Quince minutos. Quince absurdos minutos llevaba sentado mirando a distintos tipos de gente, con distintos tipos de problemas y distintas formas de esperar (todos), a la misma persona.
Ante un problema, cualquiera, yo suponía que la solución sería hallada luego de una búsqueda apropiada pero sin descartar la posibilidad, mucho más simple y cómoda, que venga alguien y te diga exactamente lo que tendrías que hacer.
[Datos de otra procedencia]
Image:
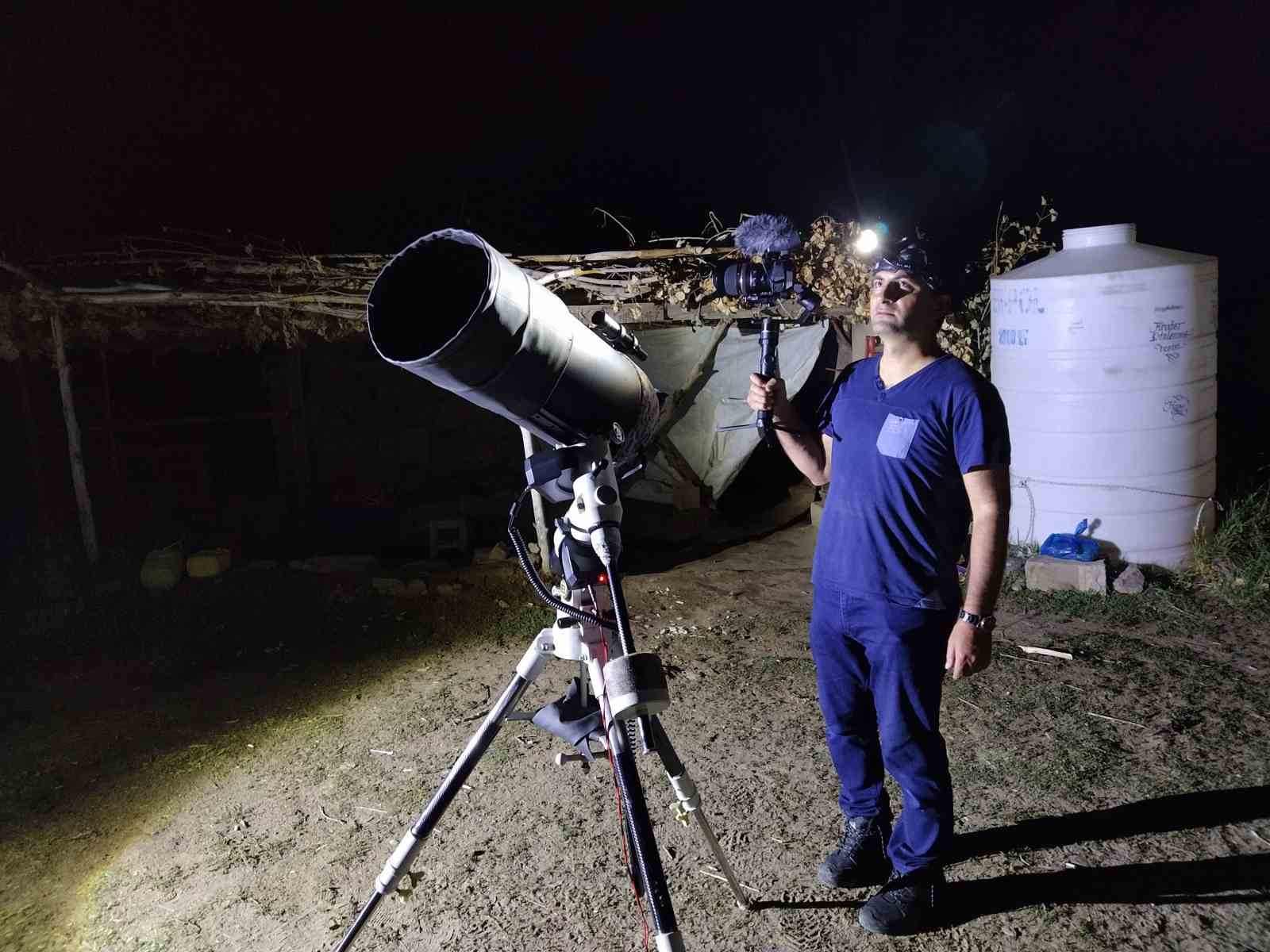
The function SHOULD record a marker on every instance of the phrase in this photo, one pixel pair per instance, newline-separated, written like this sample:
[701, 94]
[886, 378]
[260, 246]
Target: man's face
[899, 304]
En un principio, escéptico, me desconcerté con la idea de que alguien garantizara el éxito para una situación desconocida. Pude ver en la cara de quienes compartían la espera el mismo gesto, mezcla de preocupación con apuro, de duda y desesperación.
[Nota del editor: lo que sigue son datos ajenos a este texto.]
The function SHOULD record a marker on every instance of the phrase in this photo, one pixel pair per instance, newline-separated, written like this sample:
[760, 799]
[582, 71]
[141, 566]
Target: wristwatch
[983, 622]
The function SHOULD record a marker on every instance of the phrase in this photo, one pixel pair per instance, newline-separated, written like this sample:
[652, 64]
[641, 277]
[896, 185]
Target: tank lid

Pocas cosas tenía en claro. Una, basada en suposiciones, era que mi problema era mucho mas serio y urgente que el de cualquier otro en aquella sala. Evidentemente cada uno ve lo propio de un modo ridículamente absoluto.
Imaginaba que a todos nos habían dado las mismas instrucciones
“Espere sentado sin conversar con nadie y sin ningún tipo de distracción…
No debe haber nada en el mundo más desesperante que, estando desesperado, no poder comparar tu situación con algún circunstancial compañero.
“…cuando escuche su nombre, póngase de pie y entre por la puerta azul…”
Así fue cómo descubrí que no era por orden de llegada, individuos que llegaban después que yo eran convocados a la bendita puerta ¿y mi nombre?, olvidado.
Un personaje captó mi atención, vestido todo de negro desentonaban su camisa y sus dientes. Deduje que era alguien importante por cómo se movía y cómo se apropiaba del lugar con su presencia. Los dos permanecíamos sentados. El resto, desfilaba.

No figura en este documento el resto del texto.